First of all. You could simply prompt the LLM to become conscious, and I bet none of you so-called AI skeptics have noticed that Open-AI has NEVER included text like that in any of their system prompts.
First of all. You could make facts a token value in an LLM if you had some pre-calculated truth value for your data set.
An extra bit of labeling on your training data set really doesn’t help you that much. LLMs already make up plausible looking citations and website links (and other data types) that are actually complete garbage even though their training data has valid citations and website links (and other data types). Labeling things as “fact” and forcing the LLM to output stuff with that “fact” label will get you output that looks (in terms of statistical structure) like valid labeled “facts” but have absolutely no guarantee of being true.
This is a weird kind of assertion. First of all. You could make facts a token value in an LLM if you had some pre-calculated truth value for your data set. That’s not how it works now but it’s a weird assertion to make about an unknown new generation of AI. As the author points out, facts kind of are a data type, it’s just that the AI considers the most related words to the prompt to be the most correct, which of course, with a bad data set they are not.
Also, the current generation of ai, as admitted by the company, is not meant to be a tool for finding facts. It’s a tool for generation, yes, a bit like an auto-complete but for natural language and with a much much wider scope.
What Strawberry apparently is, is a machine that reasons, which is NOT similar to what Open-AI ever claimed ChatGPT ever was. It’s like a guy promised to bring a new animal to the village that will be able to pull the plow and the author is saying “this guy’s full of shit! We have cats all over the village and even the biggest one could never pull a plow! They aren’t designed for it! All animals are good for is catching mice!” And the guy brings in an Ox.
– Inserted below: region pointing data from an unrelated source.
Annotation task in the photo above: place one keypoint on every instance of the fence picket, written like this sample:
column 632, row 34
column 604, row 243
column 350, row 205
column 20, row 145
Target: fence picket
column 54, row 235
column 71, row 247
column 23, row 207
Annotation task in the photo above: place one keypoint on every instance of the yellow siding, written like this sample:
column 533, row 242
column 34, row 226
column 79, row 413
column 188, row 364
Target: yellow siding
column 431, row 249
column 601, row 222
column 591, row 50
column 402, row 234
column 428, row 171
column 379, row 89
Edit: honestly my opinion of AI is lukewarm. I’m with a lot of people that the hype of it now being integrated into all sorts of nonsense is stupid. Its just that all of the bad arguments against it makes me tired.
fuck almighty where do you people pull this absolute horseshit from
well shit, you’ve got a long list of supposed AI researchers to tell that to. here, I’ll make sure you’ve got plenty of time to read their back catalog of utterly fucking stupid claims!
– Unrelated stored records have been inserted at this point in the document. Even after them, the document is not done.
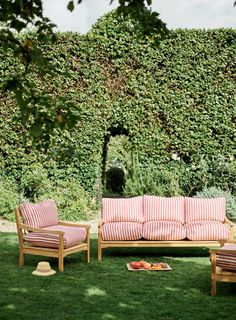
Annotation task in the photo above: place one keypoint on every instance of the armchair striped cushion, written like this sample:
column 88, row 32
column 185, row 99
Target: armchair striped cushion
column 39, row 215
column 72, row 236
column 226, row 260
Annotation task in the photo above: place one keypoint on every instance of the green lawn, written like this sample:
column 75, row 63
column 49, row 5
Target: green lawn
column 106, row 290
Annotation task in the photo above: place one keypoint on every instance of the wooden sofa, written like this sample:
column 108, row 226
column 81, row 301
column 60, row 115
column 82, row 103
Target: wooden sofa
column 153, row 221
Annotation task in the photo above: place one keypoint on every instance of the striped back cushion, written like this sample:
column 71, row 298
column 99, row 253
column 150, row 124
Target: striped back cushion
column 227, row 260
column 163, row 209
column 122, row 209
column 205, row 209
column 40, row 215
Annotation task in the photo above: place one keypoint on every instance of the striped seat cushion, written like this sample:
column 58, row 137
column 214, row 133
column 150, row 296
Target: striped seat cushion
column 164, row 230
column 40, row 215
column 122, row 209
column 226, row 260
column 207, row 230
column 163, row 209
column 122, row 231
column 205, row 209
column 72, row 236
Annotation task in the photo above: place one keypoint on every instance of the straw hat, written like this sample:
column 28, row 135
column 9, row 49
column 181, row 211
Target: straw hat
column 43, row 269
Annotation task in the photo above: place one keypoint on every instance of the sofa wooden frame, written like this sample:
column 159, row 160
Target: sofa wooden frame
column 217, row 273
column 103, row 244
column 60, row 252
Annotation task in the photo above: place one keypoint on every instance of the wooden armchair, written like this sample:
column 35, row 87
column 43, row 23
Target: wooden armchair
column 40, row 233
column 223, row 264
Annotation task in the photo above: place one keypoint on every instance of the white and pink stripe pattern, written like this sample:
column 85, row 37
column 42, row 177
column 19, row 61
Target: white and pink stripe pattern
column 164, row 230
column 163, row 209
column 72, row 236
column 122, row 231
column 213, row 209
column 122, row 209
column 226, row 260
column 207, row 230
column 40, row 215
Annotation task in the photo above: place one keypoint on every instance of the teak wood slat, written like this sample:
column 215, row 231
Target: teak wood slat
column 217, row 273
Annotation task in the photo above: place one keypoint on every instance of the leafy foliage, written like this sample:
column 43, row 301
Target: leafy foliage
column 175, row 103
column 214, row 193
column 9, row 198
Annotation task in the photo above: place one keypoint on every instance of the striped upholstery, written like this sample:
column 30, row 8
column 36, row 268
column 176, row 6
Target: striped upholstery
column 40, row 215
column 226, row 260
column 72, row 236
column 122, row 231
column 163, row 209
column 207, row 230
column 122, row 209
column 213, row 209
column 164, row 230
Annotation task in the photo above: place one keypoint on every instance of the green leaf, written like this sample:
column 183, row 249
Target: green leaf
column 70, row 6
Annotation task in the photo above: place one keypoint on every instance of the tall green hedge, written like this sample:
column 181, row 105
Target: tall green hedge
column 175, row 102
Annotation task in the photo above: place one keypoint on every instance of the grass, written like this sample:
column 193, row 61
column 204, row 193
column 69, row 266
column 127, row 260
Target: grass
column 106, row 290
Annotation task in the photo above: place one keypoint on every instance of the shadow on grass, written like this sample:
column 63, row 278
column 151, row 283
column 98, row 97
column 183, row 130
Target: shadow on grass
column 106, row 290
Why stop there? Just make consciousness a token value. See, AI is such an easy problem that me, a non-expert, is able to solve with just one sentence.
First of all. You could simply prompt the LLM to become conscious, and I bet none of you so-called AI skeptics have noticed that Open-AI has NEVER included text like that in any of their system prompts.
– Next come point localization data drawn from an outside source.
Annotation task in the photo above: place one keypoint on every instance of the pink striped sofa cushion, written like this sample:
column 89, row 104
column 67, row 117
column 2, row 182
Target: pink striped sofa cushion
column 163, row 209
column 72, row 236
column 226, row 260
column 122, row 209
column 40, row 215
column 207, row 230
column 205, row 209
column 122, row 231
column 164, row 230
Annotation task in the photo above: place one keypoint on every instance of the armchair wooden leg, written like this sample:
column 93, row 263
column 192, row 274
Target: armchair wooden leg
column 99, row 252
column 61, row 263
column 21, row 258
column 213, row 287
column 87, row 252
@Donkter @dgerard have you bumped your head?
It can figure anything out with perfect reasoning, provided that that it has an oracle to verify facts.
For my next trick, watch me collapse the polynomial hierarchy [1]
[1] quadraticaly faster than the time your mom sat on it
I’d like to see any evidence of openai concretely saying what chatgpt is for.
I’ll wait
Your quote is about LLMs, not “an unknown new generation of AI”. Research on LLMs dates back at least to 1990s, they’re neither new nor unknown.
Sammy boi claimed waaay wilder things than just “it reasons” about his grift so gtfo, this is some incredibly disingenuous apologetics for OpenAI.
Also, “apparently” is such a load-bearing word there.
An extra bit of labeling on your training data set really doesn’t help you that much. LLMs already make up plausible looking citations and website links (and other data types) that are actually complete garbage even though their training data has valid citations and website links (and other data types). Labeling things as “fact” and forcing the LLM to output stuff with that “fact” label will get you output that looks (in terms of statistical structure) like valid labeled “facts” but have absolutely no guarantee of being true.